I fumetti non sono roba da finti ragazzini
La vicenda di Francesco può far pensare, oltre al fatto intenzionale di voler intenerire i destinatari delle lettere con lo scopo di farsi spedire i disegni, anche a un giudizio, magari inconscio, sul fatto di essere appassionati di fumetti: ci si deve vergognare di amare strisce e tavole? "In passato era sicuramente così: i fumetti erano considerati roba per ragazzetti. Ma negli ultimi 15 anni, anche di più, le cose sono cambiate tantissimo: ormai il fumetto è un mezzo di espressione artistica di primissima categoria, come lo sono tutti gli altri."
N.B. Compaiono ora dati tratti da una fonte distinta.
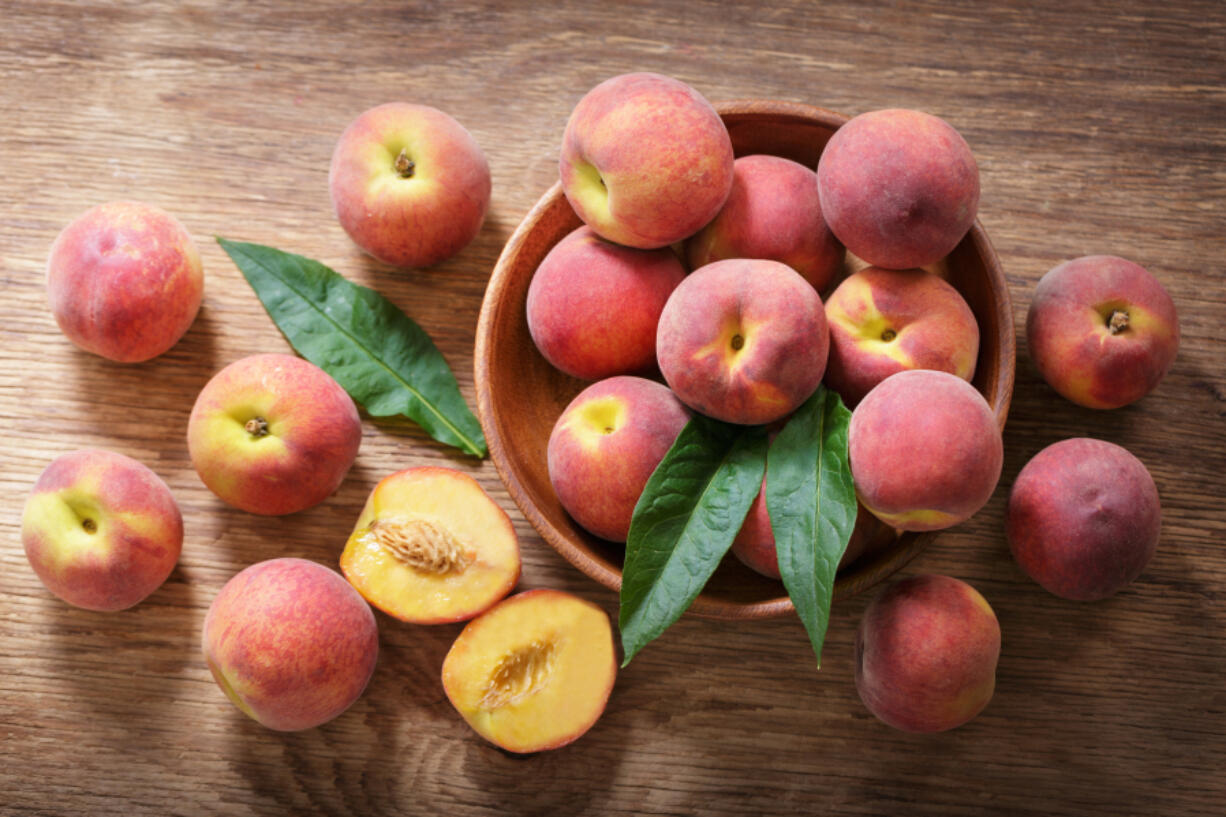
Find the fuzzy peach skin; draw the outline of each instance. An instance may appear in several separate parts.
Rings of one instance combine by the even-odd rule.
[[[1087,255],[1039,280],[1026,314],[1026,346],[1043,379],[1065,398],[1119,408],[1166,376],[1179,350],[1179,318],[1144,267]]]
[[[987,400],[962,378],[928,369],[890,375],[851,414],[856,495],[901,530],[956,525],[1000,479],[1004,446]]]
[[[335,380],[293,355],[237,360],[213,376],[187,423],[192,465],[236,508],[277,516],[317,505],[362,442],[357,407]]]
[[[854,563],[864,555],[874,543],[882,523],[863,505],[856,508],[856,524],[852,528],[851,538],[847,540],[847,548],[839,559],[838,568]],[[760,573],[768,579],[780,578],[779,554],[775,550],[775,531],[771,528],[770,512],[766,509],[766,478],[762,478],[762,489],[757,499],[749,507],[741,529],[732,540],[732,555],[755,573]]]
[[[1119,592],[1153,558],[1161,527],[1153,477],[1127,449],[1104,440],[1076,437],[1047,446],[1009,493],[1013,558],[1065,599]]]
[[[519,538],[506,511],[468,474],[406,468],[370,492],[341,572],[401,621],[467,621],[519,581]]]
[[[888,269],[941,260],[979,209],[970,146],[921,111],[890,108],[848,120],[822,151],[817,181],[831,231],[848,251]]]
[[[374,613],[334,570],[306,559],[247,567],[209,605],[202,638],[214,680],[269,729],[310,729],[348,709],[379,656]]]
[[[830,359],[826,385],[855,407],[905,369],[939,369],[969,381],[979,357],[979,324],[948,282],[924,270],[867,267],[826,299]]]
[[[47,589],[87,610],[123,610],[162,586],[183,547],[183,517],[157,474],[83,449],[43,470],[21,515],[21,543]]]
[[[636,250],[584,225],[541,261],[528,285],[528,331],[553,366],[600,380],[655,368],[664,303],[685,278],[670,249]]]
[[[451,116],[389,102],[345,128],[332,152],[328,189],[355,244],[395,267],[428,267],[481,231],[490,167]]]
[[[508,752],[565,746],[600,719],[617,678],[604,610],[528,590],[473,619],[443,659],[443,690],[465,722]]]
[[[822,300],[778,261],[729,259],[673,290],[656,334],[664,379],[708,417],[757,425],[790,414],[817,389],[830,333]]]
[[[589,533],[626,541],[644,486],[689,411],[666,386],[621,375],[593,383],[549,435],[549,480],[567,513]]]
[[[877,595],[856,632],[856,690],[908,732],[974,718],[996,690],[1000,624],[987,600],[949,576],[913,576]]]
[[[196,243],[151,204],[100,204],[51,245],[47,298],[55,322],[77,346],[110,360],[138,363],[170,349],[203,297]]]
[[[846,253],[822,217],[817,174],[791,159],[754,154],[733,163],[723,209],[685,242],[690,269],[726,258],[787,264],[822,292]]]
[[[697,91],[672,77],[622,74],[579,100],[562,136],[562,190],[579,218],[628,247],[698,232],[732,189],[732,140]]]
Il cinema è una festa, il fumetto è solitudine
Perché allora questa esigenza di rifugiarsi nel cinema ogni tanto? "Il cinema non dà di più, dà cose diverse: la cosa stupenda del fumetto è che sei dio, tutto ciò che fai lo fai esclusivamente grazie alla tua forza di volontà e al tempo che dedichi al lavoro. Nel cinema sei invece legato ai mezzi economici a disposizione e se non ne hai, come in questo caso, ti devi ingegnare molto. Il fumetto, almeno nel mio caso, è solitudine assoluta, che si protrae per uno, due, tre anni, dipende dal libro a cui lavoro, mentre il cinema invece è una festa: una festa di condivisione, di abbandono agli altri, di risate, litigate, è vita che scorre nel momento in cui fai il lavoro. Il fumetto è una roba di chiusura al mondo. Ho bisogno di entrambe le cose: sto bene in entrambe. Se sono stato per due-tre anni chiuso in una stanzetta, l'idea di stare con una troupe di ragazzi splendidi come questi con cui ho lavorato mi fa proprio bene."
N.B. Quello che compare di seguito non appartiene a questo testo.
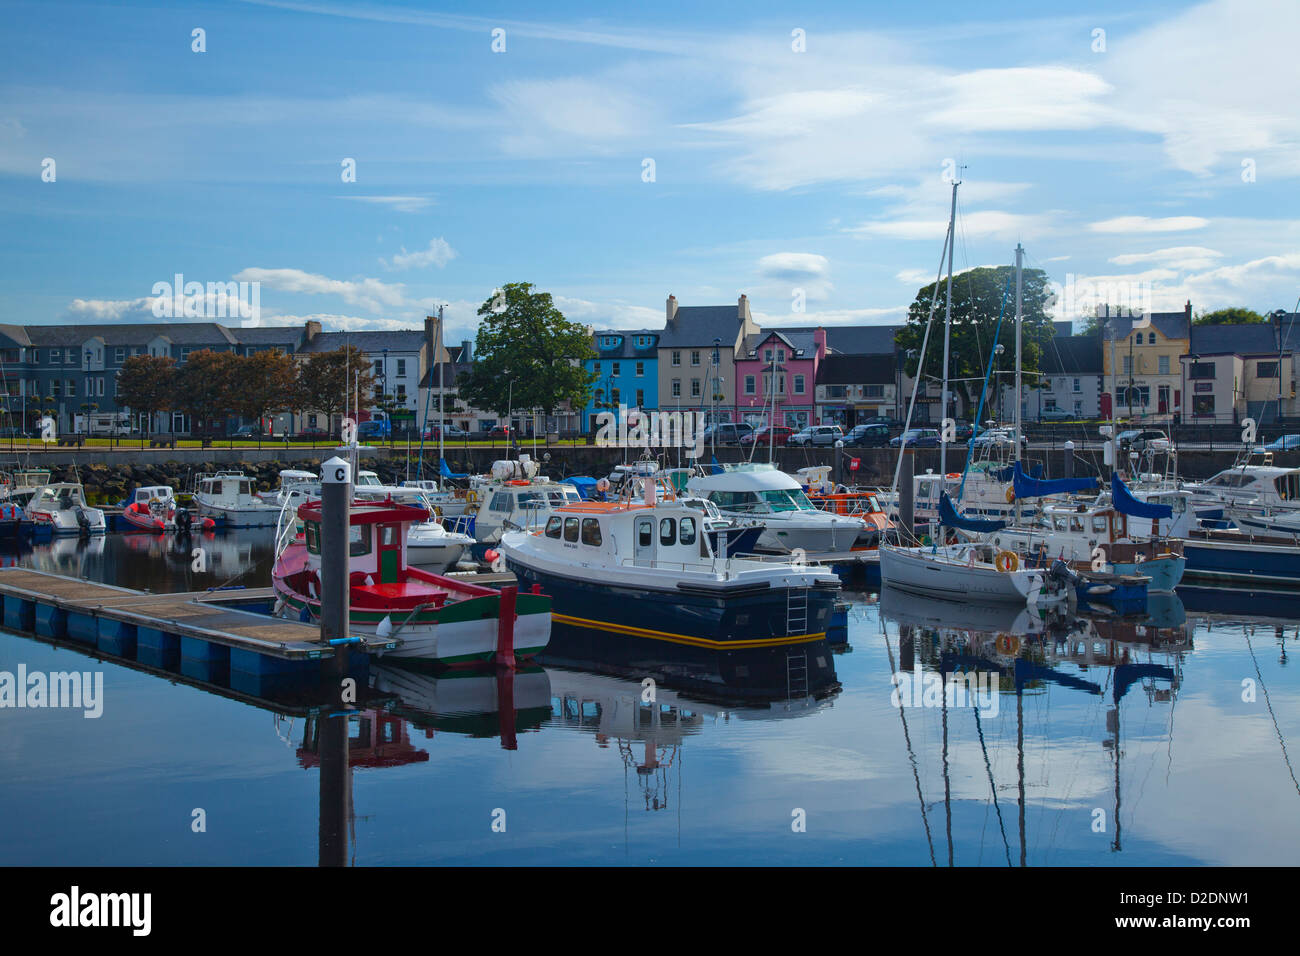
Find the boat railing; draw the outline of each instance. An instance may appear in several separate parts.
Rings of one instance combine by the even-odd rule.
[[[275,518],[275,556],[278,559],[298,535],[298,503],[295,494],[285,496]]]

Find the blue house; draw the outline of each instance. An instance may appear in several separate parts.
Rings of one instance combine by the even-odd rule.
[[[582,410],[582,429],[595,427],[595,415],[618,411],[620,404],[642,411],[659,407],[659,332],[611,329],[592,336],[596,357],[583,363],[594,372],[592,398]]]

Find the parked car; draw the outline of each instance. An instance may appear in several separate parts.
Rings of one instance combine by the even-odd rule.
[[[448,425],[445,428],[440,425],[430,425],[424,430],[424,438],[426,441],[430,438],[437,441],[439,432],[442,432],[443,441],[451,441],[452,439],[459,441],[462,438],[469,437],[469,432],[465,431],[463,428],[457,427],[456,425]]]
[[[757,442],[760,447],[768,444],[769,441],[773,445],[784,445],[793,434],[794,429],[789,425],[764,425],[757,431],[745,432],[738,440],[742,445],[752,445]]]
[[[802,431],[790,436],[789,445],[823,445],[831,446],[844,440],[844,429],[839,425],[809,425]]]
[[[333,436],[322,428],[305,428],[293,437],[298,441],[325,441]]]
[[[1040,422],[1072,422],[1074,418],[1074,413],[1064,408],[1044,408],[1038,413]]]
[[[1266,451],[1300,450],[1300,435],[1283,435],[1264,446]]]
[[[494,425],[492,430],[487,433],[488,438],[506,439],[510,437],[509,425]]]
[[[388,438],[393,434],[392,422],[387,419],[371,419],[357,425],[357,440]]]
[[[970,422],[957,422],[957,428],[953,433],[953,437],[956,438],[957,441],[970,441],[971,436],[974,434],[975,426]]]
[[[889,444],[889,426],[884,422],[854,425],[844,436],[844,444],[851,448],[884,448]]]
[[[704,444],[739,445],[741,437],[753,431],[748,422],[719,422],[704,429]]]
[[[890,448],[902,448],[904,445],[912,448],[938,448],[939,431],[935,428],[909,428],[897,438],[889,440]]]
[[[260,438],[261,436],[262,430],[256,425],[240,425],[230,435],[231,438]]]
[[[1000,448],[1006,445],[1011,445],[1014,442],[1014,432],[1010,428],[990,428],[987,431],[982,431],[976,435],[974,444],[980,447],[993,445]],[[1028,444],[1029,439],[1024,435],[1021,435],[1020,447],[1024,448]]]
[[[1147,442],[1160,440],[1168,441],[1169,436],[1158,428],[1131,428],[1128,431],[1122,431],[1115,436],[1119,443],[1120,451],[1142,451],[1147,446]]]

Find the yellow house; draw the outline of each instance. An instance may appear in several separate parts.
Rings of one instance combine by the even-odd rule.
[[[1188,350],[1191,302],[1182,312],[1099,318],[1106,330],[1102,417],[1164,422],[1185,417],[1182,358]]]

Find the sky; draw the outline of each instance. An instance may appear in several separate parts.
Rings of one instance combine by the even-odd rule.
[[[1022,243],[1058,318],[1295,308],[1300,4],[1138,7],[6,0],[0,322],[153,321],[179,273],[448,341],[524,281],[892,323],[953,178],[955,269]]]

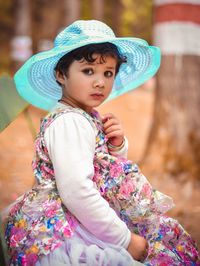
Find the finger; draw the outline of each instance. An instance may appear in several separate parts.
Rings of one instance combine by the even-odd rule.
[[[142,254],[140,261],[144,262],[147,259],[148,255],[149,255],[149,244],[148,244],[148,242],[146,242],[145,250]]]
[[[107,128],[104,128],[104,132],[106,134],[111,133],[113,131],[122,131],[122,128],[121,128],[120,125],[111,125],[111,126],[109,126]]]
[[[102,121],[105,122],[106,120],[109,120],[109,119],[112,119],[112,118],[115,118],[114,114],[112,113],[106,113],[102,116]]]
[[[116,118],[111,118],[111,119],[107,120],[106,122],[104,122],[104,124],[103,124],[104,130],[111,127],[111,126],[114,126],[114,125],[120,125],[120,123]]]
[[[144,262],[146,259],[147,259],[147,257],[148,257],[148,252],[147,251],[145,251],[143,254],[142,254],[142,256],[141,256],[141,258],[140,258],[140,262]]]
[[[112,131],[112,132],[110,132],[110,133],[108,133],[108,134],[106,134],[106,137],[108,138],[108,139],[110,139],[110,138],[116,138],[116,137],[120,137],[120,138],[124,138],[124,135],[123,135],[123,132],[121,131],[121,130],[115,130],[115,131]]]

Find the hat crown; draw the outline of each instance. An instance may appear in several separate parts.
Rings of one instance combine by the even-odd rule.
[[[54,40],[54,46],[71,45],[92,38],[113,38],[114,32],[98,20],[78,20],[61,31]]]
I social non ci peggiorano, ci mostrano esattamente come siamo
Gipi è molto attivo sui social, spesso si imbarca anche in discussioni animate: la possibilità di interagire virtualmente con chiunque, negli anni ci ha peggiorati o ci mostra semplicemente con più facilità come siamo? "Da un lato hanno permesso che dei mondi, che prima non si toccavano, cominciassero a incontrarsi: ho 54 anni e ho fatto sì che nessuno dei miei amici sia un nazista, ma sui social posso facilmente essere raggiunto da un nazista che si sente in dovere di dirmi la sua opinione sullo sterminio degli ebrei. Questa è una cosa strana e a suo modo anche istruttiva: non credo che le persone peggiorino grazie a uno strumento di comunicazione, penso semplicemente che ora si possano aprire porte e finestre con cui prima non potevi interagire."
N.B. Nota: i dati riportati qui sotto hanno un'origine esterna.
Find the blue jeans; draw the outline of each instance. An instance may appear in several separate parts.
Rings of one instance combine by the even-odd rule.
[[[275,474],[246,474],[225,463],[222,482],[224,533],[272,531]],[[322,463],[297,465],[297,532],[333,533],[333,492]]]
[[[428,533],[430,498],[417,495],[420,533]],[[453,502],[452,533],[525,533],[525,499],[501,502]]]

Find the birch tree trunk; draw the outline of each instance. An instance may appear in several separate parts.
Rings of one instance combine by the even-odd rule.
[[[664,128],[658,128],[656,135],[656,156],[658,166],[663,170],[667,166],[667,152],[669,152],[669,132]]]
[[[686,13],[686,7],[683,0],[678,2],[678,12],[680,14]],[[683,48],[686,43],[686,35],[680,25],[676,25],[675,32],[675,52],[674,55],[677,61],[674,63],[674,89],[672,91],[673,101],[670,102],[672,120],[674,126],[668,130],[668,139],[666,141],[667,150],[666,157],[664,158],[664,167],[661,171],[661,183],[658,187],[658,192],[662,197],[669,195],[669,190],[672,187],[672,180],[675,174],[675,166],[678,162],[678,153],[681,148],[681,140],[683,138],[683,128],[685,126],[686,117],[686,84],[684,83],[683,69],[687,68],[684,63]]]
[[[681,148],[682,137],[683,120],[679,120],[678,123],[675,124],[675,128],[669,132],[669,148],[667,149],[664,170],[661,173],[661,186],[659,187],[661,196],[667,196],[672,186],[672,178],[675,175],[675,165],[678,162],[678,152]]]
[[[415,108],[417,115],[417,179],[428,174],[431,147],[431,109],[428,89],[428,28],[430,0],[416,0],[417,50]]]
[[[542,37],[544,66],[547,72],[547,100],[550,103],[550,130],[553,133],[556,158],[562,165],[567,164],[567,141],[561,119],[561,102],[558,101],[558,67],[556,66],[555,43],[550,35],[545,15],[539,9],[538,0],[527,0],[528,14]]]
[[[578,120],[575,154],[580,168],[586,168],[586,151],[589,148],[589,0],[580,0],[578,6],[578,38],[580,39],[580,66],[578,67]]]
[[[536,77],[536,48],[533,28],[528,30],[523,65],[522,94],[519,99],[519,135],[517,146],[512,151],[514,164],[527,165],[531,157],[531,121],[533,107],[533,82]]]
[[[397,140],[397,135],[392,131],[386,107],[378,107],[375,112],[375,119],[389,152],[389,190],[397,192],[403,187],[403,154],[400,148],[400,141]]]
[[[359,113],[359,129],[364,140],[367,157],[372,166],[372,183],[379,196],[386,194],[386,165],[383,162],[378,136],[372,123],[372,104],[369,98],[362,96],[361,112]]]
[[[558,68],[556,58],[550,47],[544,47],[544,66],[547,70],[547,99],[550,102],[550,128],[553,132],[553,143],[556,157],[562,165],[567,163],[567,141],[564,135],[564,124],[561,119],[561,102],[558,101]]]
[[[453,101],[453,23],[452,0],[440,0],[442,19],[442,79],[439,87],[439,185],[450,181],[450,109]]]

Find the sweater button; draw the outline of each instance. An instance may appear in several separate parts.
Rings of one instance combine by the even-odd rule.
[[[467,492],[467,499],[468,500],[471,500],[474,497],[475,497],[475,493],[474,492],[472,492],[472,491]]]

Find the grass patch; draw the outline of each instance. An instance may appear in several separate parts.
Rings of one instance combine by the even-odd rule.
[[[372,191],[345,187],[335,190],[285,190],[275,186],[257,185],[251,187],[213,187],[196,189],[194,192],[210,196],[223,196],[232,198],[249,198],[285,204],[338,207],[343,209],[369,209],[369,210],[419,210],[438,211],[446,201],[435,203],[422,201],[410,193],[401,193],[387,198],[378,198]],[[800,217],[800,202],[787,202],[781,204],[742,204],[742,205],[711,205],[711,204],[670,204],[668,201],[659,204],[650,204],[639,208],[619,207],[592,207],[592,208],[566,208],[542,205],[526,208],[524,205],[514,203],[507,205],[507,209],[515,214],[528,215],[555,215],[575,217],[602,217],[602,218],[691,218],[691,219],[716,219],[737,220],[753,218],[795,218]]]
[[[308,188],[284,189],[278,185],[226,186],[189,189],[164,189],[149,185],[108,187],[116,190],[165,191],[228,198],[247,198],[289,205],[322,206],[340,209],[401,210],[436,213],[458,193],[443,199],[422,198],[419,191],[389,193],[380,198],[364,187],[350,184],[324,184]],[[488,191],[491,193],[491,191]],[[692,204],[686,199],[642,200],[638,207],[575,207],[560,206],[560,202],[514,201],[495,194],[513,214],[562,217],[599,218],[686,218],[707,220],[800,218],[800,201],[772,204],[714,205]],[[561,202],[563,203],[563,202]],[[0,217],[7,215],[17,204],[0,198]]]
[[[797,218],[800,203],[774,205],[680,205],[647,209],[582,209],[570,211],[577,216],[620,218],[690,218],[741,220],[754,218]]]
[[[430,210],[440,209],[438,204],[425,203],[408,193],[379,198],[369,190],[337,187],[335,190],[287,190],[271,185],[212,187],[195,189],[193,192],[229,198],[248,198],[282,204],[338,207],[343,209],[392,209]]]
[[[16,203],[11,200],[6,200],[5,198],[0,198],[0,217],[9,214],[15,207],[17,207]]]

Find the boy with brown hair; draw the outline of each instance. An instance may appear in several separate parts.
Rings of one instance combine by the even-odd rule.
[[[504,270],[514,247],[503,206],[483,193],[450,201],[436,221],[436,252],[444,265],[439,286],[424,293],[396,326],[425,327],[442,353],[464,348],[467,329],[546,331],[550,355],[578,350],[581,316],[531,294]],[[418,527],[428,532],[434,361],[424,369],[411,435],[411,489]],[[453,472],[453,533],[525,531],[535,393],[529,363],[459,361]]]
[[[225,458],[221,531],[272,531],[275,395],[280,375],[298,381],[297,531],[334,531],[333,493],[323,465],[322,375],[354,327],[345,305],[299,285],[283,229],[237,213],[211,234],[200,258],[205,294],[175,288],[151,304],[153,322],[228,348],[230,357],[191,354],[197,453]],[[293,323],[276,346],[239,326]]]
Bellezza, bellezza, bellezza
Questi mezzi di comunicazione sono però ormai in mano a chiunque: come si può rimanere lucidi? "È difficile, mi viene da dire: bellezza, bellezza, bellezza. La cosa brutta dei social è che ti possono attirare in un gorgo di orrore, che ti spinge a leggere cose che ti fanno incazzare e poi altre ancora. Bisogna fermarsi e staccarsene, magari cercando cose che invece ti aprano la testa. E ce ne sono: c'è gente intelligente in giro, che scrive roba che fa bene. Bisognerebbe cercare di seguire quelle persone invece di stare a battibeccare con quello di Casa Pound che ti offende la mamma, come spesso purtroppo faccio io. Non è un'attività intelligentissima, me ne rendo conto."